Having established "the microfoundations of individual voter irrationality" (p. 143), Caplan explores how irrationality influences policy. He uses simple thought experiments to demonstrate how in the presence of irrationality democracy can consistently produce bad policy. The discussion incorporates a compelling challenge to the self-interested voter hypothesis that mistakenly extends the behavioral assumption of self-interest from consumer to voter. Relying upon empirical results presented in the political science literature suggesting that voters, in fact, focus on national rather than individual well-being,

Caplan asserts that the self-interested voter hypothesis is wrong. An implication of this conclusion is the unlimited potential for bad policy in the absence of self-interest. Caplan asserts that economists are experts and it is expert opinion that is right. Accordingly, thinking like economists results in superior economic policy. The defense of this position is compelling; nevertheless, readers may disagree arguing that economists have been mistaken in the past (e.g. mercantilism, physiocracy, advising Hoover to balance the federal budget by increasing taxes, allowing banks to fail during the 1930s, etc.) so there is no reason to think that economists are not wrong now. A valid challenge to be sure. Caplan addresses this challenge convincingly for this reviewer by reminding the reader that economists are the very ones who identify the mistakes within the profession and strive to identify solutions. As such, economics is a field that has progressed considerably and contributed positively overall to the human experience. More simply, if economists are not the experts, who are?

If expertise leads to superior economic policy, it is helpful to know what variables predict thinking as an economist. Caplan includes an interesting discussion examining the variables predicting convergence of the general public with economic beliefs of economists. The data reveal that higher education, income growth, greater job security, and male gender predict greater agreement with the beliefs of economists. Moreover, he notes that voters are less biased than non-voters. Given that education is the best predictor of voter turnout, he concludes that it is the well-educated that are most likely to make society better off. This is a challenging conclusion in a book that asks why democracies generate bad policy unless the author is advocating less democracy to ensure greater influence by the economic literate. On the contrary, the author is advocating more education to increase economic literacy. His clarion call is for economists to present in the classroom what they know to be correct.

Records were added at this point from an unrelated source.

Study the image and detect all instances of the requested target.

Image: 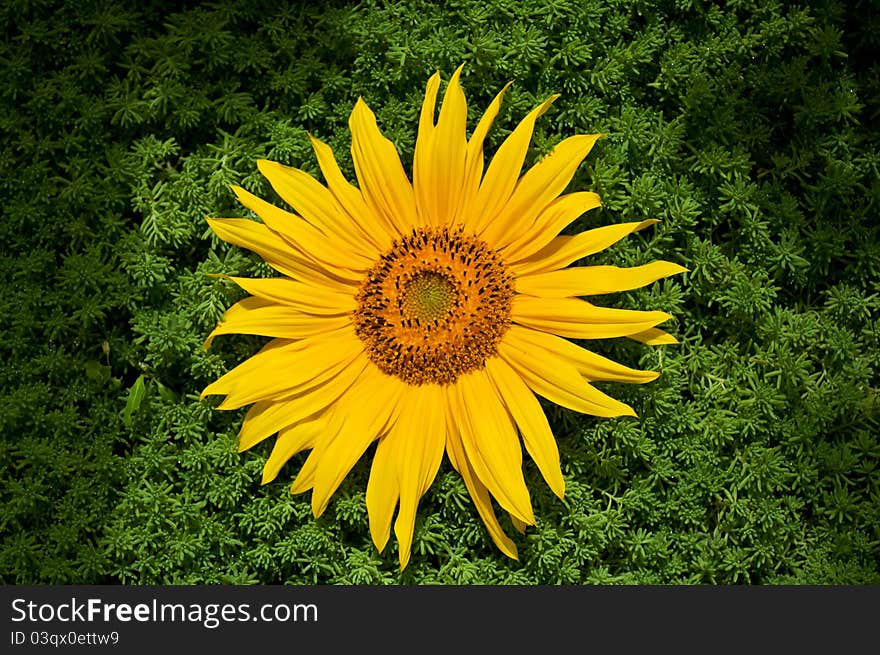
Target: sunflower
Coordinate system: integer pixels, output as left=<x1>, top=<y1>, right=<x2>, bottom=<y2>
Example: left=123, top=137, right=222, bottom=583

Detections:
left=202, top=68, right=686, bottom=568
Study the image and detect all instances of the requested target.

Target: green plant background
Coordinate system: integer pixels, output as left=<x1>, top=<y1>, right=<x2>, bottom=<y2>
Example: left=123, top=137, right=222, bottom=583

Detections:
left=0, top=0, right=880, bottom=584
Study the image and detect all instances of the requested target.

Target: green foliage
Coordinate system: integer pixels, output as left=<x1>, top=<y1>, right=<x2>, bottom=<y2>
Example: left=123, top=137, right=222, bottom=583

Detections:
left=0, top=0, right=880, bottom=584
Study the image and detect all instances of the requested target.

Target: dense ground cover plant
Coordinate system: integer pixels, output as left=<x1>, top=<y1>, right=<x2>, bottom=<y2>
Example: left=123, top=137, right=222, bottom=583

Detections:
left=0, top=0, right=880, bottom=583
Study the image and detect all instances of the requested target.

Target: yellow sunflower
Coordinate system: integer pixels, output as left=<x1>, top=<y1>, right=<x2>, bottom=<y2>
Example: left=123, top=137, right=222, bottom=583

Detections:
left=203, top=68, right=686, bottom=568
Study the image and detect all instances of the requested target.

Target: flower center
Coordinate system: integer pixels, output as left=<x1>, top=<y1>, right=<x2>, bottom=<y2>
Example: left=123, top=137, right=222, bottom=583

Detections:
left=401, top=271, right=458, bottom=323
left=353, top=227, right=514, bottom=385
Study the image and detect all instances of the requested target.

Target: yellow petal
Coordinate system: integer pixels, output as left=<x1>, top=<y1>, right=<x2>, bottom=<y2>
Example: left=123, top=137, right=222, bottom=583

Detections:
left=454, top=371, right=535, bottom=525
left=208, top=218, right=351, bottom=290
left=626, top=328, right=678, bottom=346
left=446, top=410, right=518, bottom=559
left=238, top=355, right=369, bottom=452
left=501, top=191, right=602, bottom=261
left=202, top=326, right=363, bottom=409
left=511, top=294, right=672, bottom=339
left=413, top=71, right=443, bottom=225
left=481, top=134, right=602, bottom=248
left=516, top=261, right=688, bottom=298
left=205, top=296, right=351, bottom=350
left=469, top=94, right=559, bottom=235
left=505, top=218, right=660, bottom=275
left=486, top=357, right=565, bottom=498
left=455, top=82, right=510, bottom=228
left=367, top=436, right=400, bottom=553
left=506, top=326, right=659, bottom=384
left=498, top=326, right=636, bottom=418
left=232, top=186, right=373, bottom=282
left=309, top=135, right=392, bottom=252
left=348, top=98, right=416, bottom=235
left=217, top=275, right=357, bottom=316
left=257, top=159, right=379, bottom=261
left=312, top=364, right=405, bottom=516
left=388, top=384, right=446, bottom=570
left=413, top=66, right=467, bottom=225
left=260, top=419, right=327, bottom=484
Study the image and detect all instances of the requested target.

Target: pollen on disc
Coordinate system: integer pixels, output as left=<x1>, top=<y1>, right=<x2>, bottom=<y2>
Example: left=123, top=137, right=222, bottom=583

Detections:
left=354, top=228, right=514, bottom=384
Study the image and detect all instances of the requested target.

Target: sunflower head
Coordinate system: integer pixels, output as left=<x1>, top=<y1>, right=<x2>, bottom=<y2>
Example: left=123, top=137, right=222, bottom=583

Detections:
left=203, top=68, right=686, bottom=568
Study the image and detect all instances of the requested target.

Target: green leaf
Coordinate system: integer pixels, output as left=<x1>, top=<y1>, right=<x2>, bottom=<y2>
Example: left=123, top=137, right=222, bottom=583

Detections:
left=122, top=375, right=147, bottom=428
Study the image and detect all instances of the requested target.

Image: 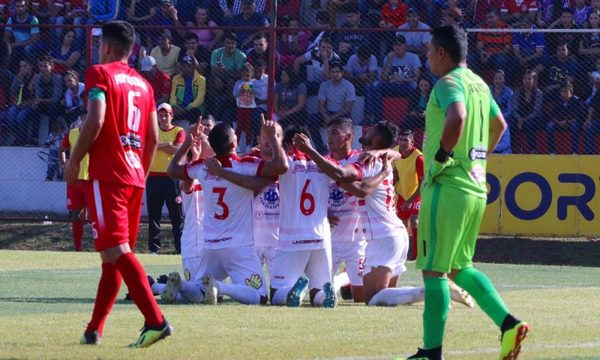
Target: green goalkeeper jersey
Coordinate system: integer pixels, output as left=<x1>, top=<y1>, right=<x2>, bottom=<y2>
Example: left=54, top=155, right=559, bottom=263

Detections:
left=423, top=67, right=500, bottom=198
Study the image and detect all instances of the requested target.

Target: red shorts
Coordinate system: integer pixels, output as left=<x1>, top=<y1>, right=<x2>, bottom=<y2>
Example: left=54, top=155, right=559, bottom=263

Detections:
left=396, top=195, right=421, bottom=220
left=67, top=180, right=89, bottom=210
left=86, top=180, right=144, bottom=251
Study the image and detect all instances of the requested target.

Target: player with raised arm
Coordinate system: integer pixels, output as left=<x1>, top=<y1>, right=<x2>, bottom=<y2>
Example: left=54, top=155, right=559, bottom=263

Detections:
left=294, top=122, right=421, bottom=305
left=409, top=26, right=530, bottom=360
left=65, top=21, right=173, bottom=348
left=271, top=125, right=337, bottom=308
left=325, top=118, right=367, bottom=302
left=168, top=121, right=287, bottom=304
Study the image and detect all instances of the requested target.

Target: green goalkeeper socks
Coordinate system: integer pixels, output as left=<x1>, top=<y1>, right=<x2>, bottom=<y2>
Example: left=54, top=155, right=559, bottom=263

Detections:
left=454, top=268, right=509, bottom=327
left=423, top=276, right=450, bottom=349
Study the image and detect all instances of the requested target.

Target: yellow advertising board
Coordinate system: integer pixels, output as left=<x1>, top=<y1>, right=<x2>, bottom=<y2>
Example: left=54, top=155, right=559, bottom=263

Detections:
left=481, top=155, right=600, bottom=236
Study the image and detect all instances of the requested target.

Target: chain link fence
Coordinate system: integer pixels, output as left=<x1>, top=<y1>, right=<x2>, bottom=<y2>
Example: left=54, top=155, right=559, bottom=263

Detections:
left=0, top=0, right=600, bottom=219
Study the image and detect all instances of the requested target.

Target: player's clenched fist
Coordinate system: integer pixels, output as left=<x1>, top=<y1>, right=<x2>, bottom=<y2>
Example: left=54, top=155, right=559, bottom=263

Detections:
left=294, top=133, right=313, bottom=153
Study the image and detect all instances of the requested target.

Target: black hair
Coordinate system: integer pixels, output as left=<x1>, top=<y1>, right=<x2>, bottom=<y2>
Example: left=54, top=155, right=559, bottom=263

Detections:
left=431, top=25, right=469, bottom=64
left=102, top=20, right=135, bottom=54
left=282, top=125, right=310, bottom=145
left=374, top=121, right=398, bottom=148
left=208, top=122, right=235, bottom=156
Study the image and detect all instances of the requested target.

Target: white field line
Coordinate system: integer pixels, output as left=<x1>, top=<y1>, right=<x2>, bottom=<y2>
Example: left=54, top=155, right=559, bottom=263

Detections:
left=329, top=342, right=600, bottom=360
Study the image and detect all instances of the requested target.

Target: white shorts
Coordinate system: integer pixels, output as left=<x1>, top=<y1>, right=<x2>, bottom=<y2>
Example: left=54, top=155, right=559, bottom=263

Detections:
left=198, top=245, right=267, bottom=296
left=181, top=256, right=202, bottom=282
left=254, top=246, right=277, bottom=276
left=331, top=240, right=367, bottom=286
left=271, top=248, right=332, bottom=289
left=364, top=235, right=408, bottom=276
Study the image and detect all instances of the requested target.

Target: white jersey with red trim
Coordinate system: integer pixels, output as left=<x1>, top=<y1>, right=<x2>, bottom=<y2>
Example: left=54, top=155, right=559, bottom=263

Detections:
left=359, top=160, right=406, bottom=240
left=252, top=182, right=280, bottom=247
left=181, top=180, right=204, bottom=259
left=277, top=153, right=331, bottom=251
left=325, top=150, right=365, bottom=242
left=184, top=155, right=262, bottom=249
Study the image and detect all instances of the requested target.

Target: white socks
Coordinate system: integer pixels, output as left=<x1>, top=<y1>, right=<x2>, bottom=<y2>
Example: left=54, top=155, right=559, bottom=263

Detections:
left=368, top=286, right=425, bottom=306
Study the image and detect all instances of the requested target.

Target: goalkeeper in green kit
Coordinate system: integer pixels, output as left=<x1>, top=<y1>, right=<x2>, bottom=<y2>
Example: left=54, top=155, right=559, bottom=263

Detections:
left=409, top=26, right=530, bottom=360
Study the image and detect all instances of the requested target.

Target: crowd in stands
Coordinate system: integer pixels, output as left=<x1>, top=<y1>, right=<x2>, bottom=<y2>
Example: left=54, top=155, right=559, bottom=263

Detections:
left=0, top=0, right=600, bottom=154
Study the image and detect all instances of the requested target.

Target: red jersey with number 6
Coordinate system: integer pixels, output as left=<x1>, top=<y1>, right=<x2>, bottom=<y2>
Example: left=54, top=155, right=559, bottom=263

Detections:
left=85, top=62, right=156, bottom=188
left=184, top=155, right=262, bottom=249
left=277, top=152, right=331, bottom=251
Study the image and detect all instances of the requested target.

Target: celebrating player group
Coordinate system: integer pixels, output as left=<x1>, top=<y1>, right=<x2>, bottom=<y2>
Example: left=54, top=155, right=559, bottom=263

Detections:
left=65, top=21, right=529, bottom=359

The Myth of the Rational Voter is fun. It offers a refreshing look at tired topics that have been embedded in the fabric of our understanding of voting behavior and politics. This book makes an important contribution to the economics literature by effectively integrating empirical results from psychology and political science. The intuition and reasoning are refreshing and engaging. The empirical analysis is creative and compelling. This book arms psychologists and political scientists with the arguments to provoke economists. Constructive provocation often leads to remarkable achievements.